As part of the SAFE-T Act, cash bail will be eliminated for individuals jailed for suspected crimes. A judge will now determine if the suspect can be released back into the public under pre-trial conditions.
Under the new law, police must issue citations for suspects accused of low-level misdemeanors. Those individuals will be given a court date and released.
The following offenses will likely keep a suspected offender behind bars: domestic battery, stalking, predatory criminal sexual assault, violations of order of protection, most gun charges and murder.
County officials estimate that as many as 100 people could be released from the St. Clair County Jail by the end of the week.
Some officials is St. Clair County expect workloads to as a result of the new law.
“This is a massive revolutionary change in our law,” said Cathy MacElroy, head of the St. Clair County Public Defender’s Office. “Those people who normally would--posted bond and hire a lawyers after posting that bond are being appointed to us. We’re doing those first appearances in the morning and in the late afternoon in order to capture anybody that maybe came in in the morning before they hit our list, so that we can get them released on those low-level offenses by the end of the day.”
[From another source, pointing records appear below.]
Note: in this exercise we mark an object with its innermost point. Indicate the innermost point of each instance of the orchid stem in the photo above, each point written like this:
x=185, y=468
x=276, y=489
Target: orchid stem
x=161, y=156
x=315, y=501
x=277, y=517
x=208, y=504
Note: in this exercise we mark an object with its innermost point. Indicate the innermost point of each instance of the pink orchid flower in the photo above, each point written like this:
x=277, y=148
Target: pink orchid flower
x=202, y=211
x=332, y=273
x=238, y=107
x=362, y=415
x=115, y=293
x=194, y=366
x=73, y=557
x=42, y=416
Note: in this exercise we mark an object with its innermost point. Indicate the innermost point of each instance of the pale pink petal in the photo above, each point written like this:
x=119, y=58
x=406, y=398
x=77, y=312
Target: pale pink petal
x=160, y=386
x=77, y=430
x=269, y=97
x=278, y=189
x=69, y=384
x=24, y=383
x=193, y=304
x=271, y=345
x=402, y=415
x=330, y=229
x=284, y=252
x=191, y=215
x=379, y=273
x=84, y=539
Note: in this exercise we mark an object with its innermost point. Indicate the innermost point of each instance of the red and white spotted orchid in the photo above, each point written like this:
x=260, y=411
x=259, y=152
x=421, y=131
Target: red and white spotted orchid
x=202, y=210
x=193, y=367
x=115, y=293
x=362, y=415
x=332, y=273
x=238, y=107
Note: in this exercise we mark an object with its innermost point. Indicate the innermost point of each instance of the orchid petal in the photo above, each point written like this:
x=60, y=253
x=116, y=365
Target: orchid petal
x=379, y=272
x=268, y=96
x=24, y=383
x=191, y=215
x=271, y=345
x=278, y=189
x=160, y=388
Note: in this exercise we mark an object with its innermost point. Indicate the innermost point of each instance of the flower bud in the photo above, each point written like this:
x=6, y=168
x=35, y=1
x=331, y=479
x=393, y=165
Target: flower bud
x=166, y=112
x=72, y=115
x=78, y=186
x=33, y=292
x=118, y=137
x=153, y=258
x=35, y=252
Since public defenders need to respond more quickly, MacElroy told First Alert 4 her department needs more staff to keep up.
“If you’re only giving us budgets that are a third or 25% of what the state’s attorneys are going to get--that’s not equal justice at all,” she added.
MacElroy predicts detainees who don’t get released and get assigned a public defender will spend more time in jail because of the increased workload.
Gov. J.B. Pritzker’s office sent the following funding breakdown to First Alert 4:
• $40 million -- $20 million each -- in funding for the Office of the State Appellate Defender and the Office of the State’s Attorney Appellate Prosecutor to carry out responsibilities under the new Pre-trial Services Act. (LETSB)
• $30 million for the Law Enforcement Camera Grant Program to provide reimbursement to local law enforcement agencies for in-car cameras, body cameras and data storage. (LETSB)
• $10 million for the Law Enforcement Recruitment and Retention Fund to provide resources to local law enforcement agencies for recruitment of new officers, retention plans, mental health care for officers, safety equipment and training, and improvement in local jails.